His last comment is particularly pertinent to Tranmere's supporters, whom he holds in the highest regard. "I can't speak highly enough of the fanbase," he said. "For me personally and the team they always gave us incredible backing home and away and certainly scoring goals in front of the big Kop stand there and celebrating with them, they were thoroughly enjoyable experiences and I love every second of it.

"The fans are very loyal. I think if they see people giving their all for the team I don't think they will complain too much. Hopefully I did that while I was there and they were happy with what I gave to them in my time at the club."

At 40 years of age, Clarke has made 10 appearances for Walsall so far this season. Such an age feels safe to ask about his future and when he will eventually hang his boots up, but his response probably explains why the Everton youth prospect has enjoyed a career that has spanned 23 seasons with almost 900 appearances.

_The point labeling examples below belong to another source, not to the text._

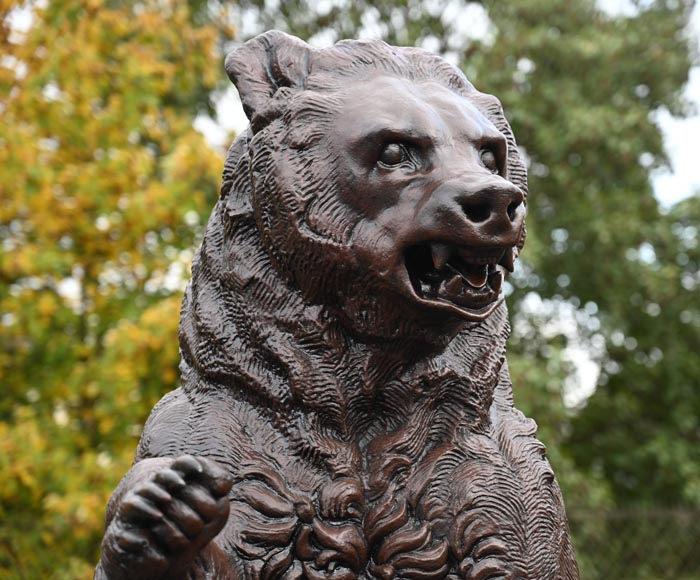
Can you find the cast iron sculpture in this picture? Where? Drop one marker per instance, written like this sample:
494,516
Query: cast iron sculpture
346,409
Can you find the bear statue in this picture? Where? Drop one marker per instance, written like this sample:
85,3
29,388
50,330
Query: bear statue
346,409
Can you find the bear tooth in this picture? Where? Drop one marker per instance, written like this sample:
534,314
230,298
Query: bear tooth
440,253
476,276
508,260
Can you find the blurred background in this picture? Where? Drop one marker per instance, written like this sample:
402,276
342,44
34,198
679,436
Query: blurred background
114,118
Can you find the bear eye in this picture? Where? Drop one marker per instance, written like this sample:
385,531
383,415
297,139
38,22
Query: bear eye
393,154
488,158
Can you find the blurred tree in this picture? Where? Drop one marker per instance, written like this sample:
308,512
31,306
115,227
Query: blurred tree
581,88
104,183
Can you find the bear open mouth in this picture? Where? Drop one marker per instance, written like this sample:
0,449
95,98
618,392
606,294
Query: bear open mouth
469,278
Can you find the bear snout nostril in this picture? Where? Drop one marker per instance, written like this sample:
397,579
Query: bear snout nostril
512,210
477,212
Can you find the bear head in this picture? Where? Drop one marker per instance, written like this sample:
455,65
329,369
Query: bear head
382,184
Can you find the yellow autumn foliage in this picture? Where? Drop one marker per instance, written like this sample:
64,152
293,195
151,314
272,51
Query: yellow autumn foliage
99,165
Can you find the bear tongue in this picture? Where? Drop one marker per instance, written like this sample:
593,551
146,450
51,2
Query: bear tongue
452,288
477,275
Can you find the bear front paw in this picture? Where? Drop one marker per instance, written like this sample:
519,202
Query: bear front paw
165,519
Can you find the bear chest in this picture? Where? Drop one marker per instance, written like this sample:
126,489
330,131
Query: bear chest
450,517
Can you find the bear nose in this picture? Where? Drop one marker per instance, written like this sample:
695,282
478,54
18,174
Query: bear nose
494,209
501,203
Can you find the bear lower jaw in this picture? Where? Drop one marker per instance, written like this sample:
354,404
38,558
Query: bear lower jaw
466,281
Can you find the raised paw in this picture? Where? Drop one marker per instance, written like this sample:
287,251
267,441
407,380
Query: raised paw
166,518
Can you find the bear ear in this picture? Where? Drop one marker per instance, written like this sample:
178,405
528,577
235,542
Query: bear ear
265,64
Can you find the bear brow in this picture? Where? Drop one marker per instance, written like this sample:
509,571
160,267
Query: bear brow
397,134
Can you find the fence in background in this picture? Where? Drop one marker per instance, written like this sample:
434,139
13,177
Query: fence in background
637,544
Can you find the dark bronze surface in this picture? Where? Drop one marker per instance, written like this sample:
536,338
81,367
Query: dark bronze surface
346,409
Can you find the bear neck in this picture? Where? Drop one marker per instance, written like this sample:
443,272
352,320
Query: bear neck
247,329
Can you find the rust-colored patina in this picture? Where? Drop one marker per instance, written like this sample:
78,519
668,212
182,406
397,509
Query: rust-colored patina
345,409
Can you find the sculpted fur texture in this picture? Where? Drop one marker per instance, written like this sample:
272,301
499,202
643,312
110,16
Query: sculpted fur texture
346,409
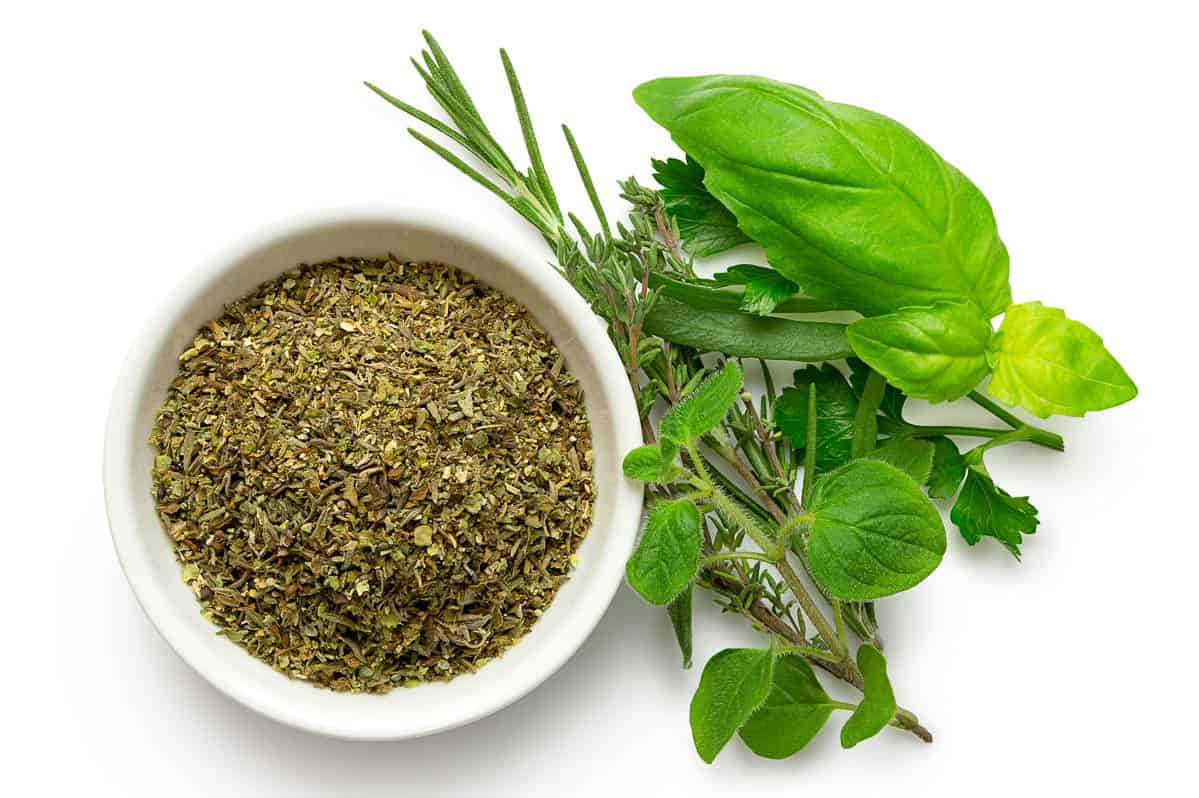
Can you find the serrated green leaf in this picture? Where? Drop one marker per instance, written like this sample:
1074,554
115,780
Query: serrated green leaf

He said: "It's all I've ever wanted to do since I was a kid and I feel very lucky to have done it. Some things have changed for the better of the years, some things not. But if I'd not been adaptable I wouldn't be sat here having this conversation now.

"I think everyone starting out in a career thinks they're going to play forever but I realise that is not going to be the case. I'm not going to put any time limits on how long I'm going to play for. I still love being out there competing and playing. I'd love to keep doing it for as long as is possible. I know it's not going to last forever, but we'll see what comes to pass."